Here's an alternative approach.
The times of interest are the initial times (‘t=0’) and the steady-state times (‘t = ∞’). As a consequence, the questions are easily answered by understanding and applying three key facts about how an inductor behaves in a DC circuit like the one given:
1. For an ‘uncharged’ inductor, when the applied voltage changes suddenly, the inductor behaves (for an instant) as an infinite resistance (open circuit).
2. When the charging inductor reaches its steady state, it has zero voltage across it and a constant current (call it I₀) through it. The inductor acts as a zero resistance.
3. When the charged (steady-state) inductor discharges, the initial current through it is I₀ (as defined in point 2 above) and the final current through it is 0 (assuming no other sources are present).
If the above facts are applied, the questions can be easily answered without any differential equations. In fact this approach makes it obvious that the answers don’t even depend on the value of L!

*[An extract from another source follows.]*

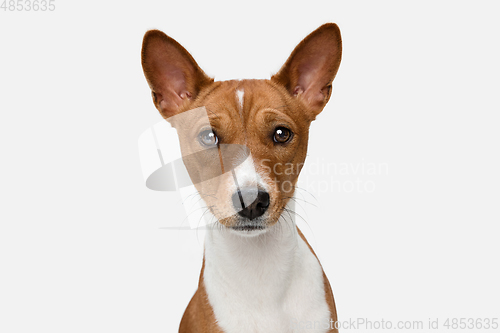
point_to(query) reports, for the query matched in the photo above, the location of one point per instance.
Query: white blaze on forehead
(239, 98)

Of course, the above approach won’t work for problems requiring currents at arbitrary specified times.
Can I also add to what
@alan123hk said. The question does not ask for I₃. There is no reason to define it. The question asks only for I₁ and I₂ at key times. Using Kirchhoff’s 1st law, the current through R₃ and L (if required) is easily expressed in terms of I₁ and/or I₂ at the key times.